El thriller policial puede acogerse a muchos formatos y variantes, pero Park Hoon-jung no se decide por un único camino de acción, mezclando posibilidades adversas en una misma historia. El mal no implica en esta ocasión simplemente a un asesino en serie, el mal viene justificado por acciones políticas entre altos cargos responsables de la seguridad nacional. El mal, en V.I.P., es culpa de todos.
Gestionada a base de capítulos, V.I.P. nos introduce en los bajos fondos de las grandes corporaciones protectoras del ciudadano con una primera escena tensa, oscura y finalmente sangrienta. Dicho sea de paso, sale Peter Stormare, que pasaba por allí para ofrecer una Tokarev (como la peli de Pablo Cabezas en la que también aparecía unos años antes) para realizar un “trabajo” rutinario.
Es solo la punta de un iceberg enorme en el que se sustenta una enredada historia donde debemos diseccionar la razón que maneja cada implicado. La película está llena de puntos de atención, hombres que cruzan sus caminos en base a los movimientos de un asesino que se divierte en las dos Coreas desmembrando a gente. No hay que averiguar quién lo ha hecho, cuáles son sus motivaciones o dónde se esconde, porque es primordial para el avance destapar las virtudes de un joven caprichoso que parece tener claro salirse siempre con la suya.
El asesino tiene nombre, domicilio conocido y un arsenal de buenas razones por las que no preocuparse demasiado por sus enfermizos actos: ser hijo de Alguien. Es así como el director nos sumerge en los distintos ‹modus operandi› de diferentes delegaciones policiales, judiciales y de seguridad tanto de Corea del Norte como Corea del Sur, el centro de la acción.
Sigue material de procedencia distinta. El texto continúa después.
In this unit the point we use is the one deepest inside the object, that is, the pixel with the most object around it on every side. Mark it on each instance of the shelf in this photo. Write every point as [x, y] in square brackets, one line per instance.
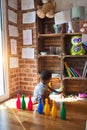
[74, 78]
[73, 56]
[49, 35]
[41, 56]
[70, 34]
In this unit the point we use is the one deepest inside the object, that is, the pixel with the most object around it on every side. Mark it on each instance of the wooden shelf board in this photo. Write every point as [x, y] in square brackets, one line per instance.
[49, 35]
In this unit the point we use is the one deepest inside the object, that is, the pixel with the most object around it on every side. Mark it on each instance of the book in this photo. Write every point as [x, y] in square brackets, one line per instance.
[68, 70]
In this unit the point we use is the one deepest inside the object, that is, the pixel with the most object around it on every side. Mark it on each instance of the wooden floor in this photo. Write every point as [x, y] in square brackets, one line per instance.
[13, 119]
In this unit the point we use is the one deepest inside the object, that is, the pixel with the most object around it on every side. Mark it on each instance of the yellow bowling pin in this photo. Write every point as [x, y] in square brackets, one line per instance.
[47, 107]
[54, 110]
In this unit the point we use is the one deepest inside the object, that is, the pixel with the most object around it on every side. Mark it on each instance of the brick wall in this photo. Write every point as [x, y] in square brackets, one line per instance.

V.I.P. se ríe desde el primer minuto de la palabra Justicia, y derriba una vez tras otra cualquier intento de seguir la ley al pie de la letra, algo que nos introduce de lleno en el mundo del thriller sud-coreano. Los coreanos son bestias pardas con una finísima ejecución cuando se trata de un thriller. Toda una institución capaz de doblegar cualquier historia a su propio lenguaje para captar nuestra atención tensando en todo momento la cuerda. Cuando la policía entra en juego, descubrimos un trabajo bruto liderado por un muy arquetípico jefe de investigación de pasado oscuro, mirada intensa y una pericia inigualable en el momento de fumar —horas pasaría mirando como fulminan el tabaco—; también encontramos al resto de un equipo siempre numeroso, torpe y capaz de moverse en bandadas como si fueran tríadas experimentadas, pero solo son polis de bajo rango. Es curioso el trato vejatorio y funcional entre rangos, una idea totalmente opuesta a la que recibimos de los policiales occidentales. Cuando son los asesinos los que toman protagonismo, siempre destaca la crudeza en sus escenas, la pornografía sangrienta toma otro sentido en estas películas, dotando de una negrura y tristeza propias de una muerte anunciada, con un ensañamiento impactante, hijo seguramente de todas esas torturas vividas en el país y ocultas en archivos clasificados. Porque siempre hay espacio para hablar de la Corea buena y la mala, de mafias silenciosas, favores intercomunitarios e injusticias que revisten de locura un thriller y que se debe respirar ya por inercia en su día a día.
Todo esto fluye con gusto por la película, donde además los protagonistas se multiplican y van moldeando sus emociones al ritmo que marca la falta de criterio a la hora de leer el manual de la ley de los hombres. Una pista: nadie quedará satisfecho. Así, el asesino en serie es un simple títere que sirve para radiar un mensaje sobre lo blanda que puede resultar la interpretación política de un delito, siendo todos los aliados del orden meras caricaturas, peones que descubren, tarde y mal, que no pueden moverse a su antojo para realizar su trabajo. Es el modo en que el director reinventa la justicia para identificarla individualmente, y cada uno de los protagonistas lidera su propia batalla para hacerla cumplir. Además, no pierde la oportunidad de mofarse de la inteligencia americana y de los líderes coreanos, blandiendo un hacha sobre sus cabezas al demostrar que siempre son sirvientes del país equivocado.
Como buen thriller coreano, no podemos esperar un único final, y las sorpresas son excesivas, ruidosas y heladoras. En definitiva, V.I.P. sabe enraizar personajes de carácter sin que unos queden a la sombra de los otros, manteniendo viva su energía y dilapidando toda esperanza de ver la luz del día con otros ojos. En los bajos fondos, el mal lo justifica todo.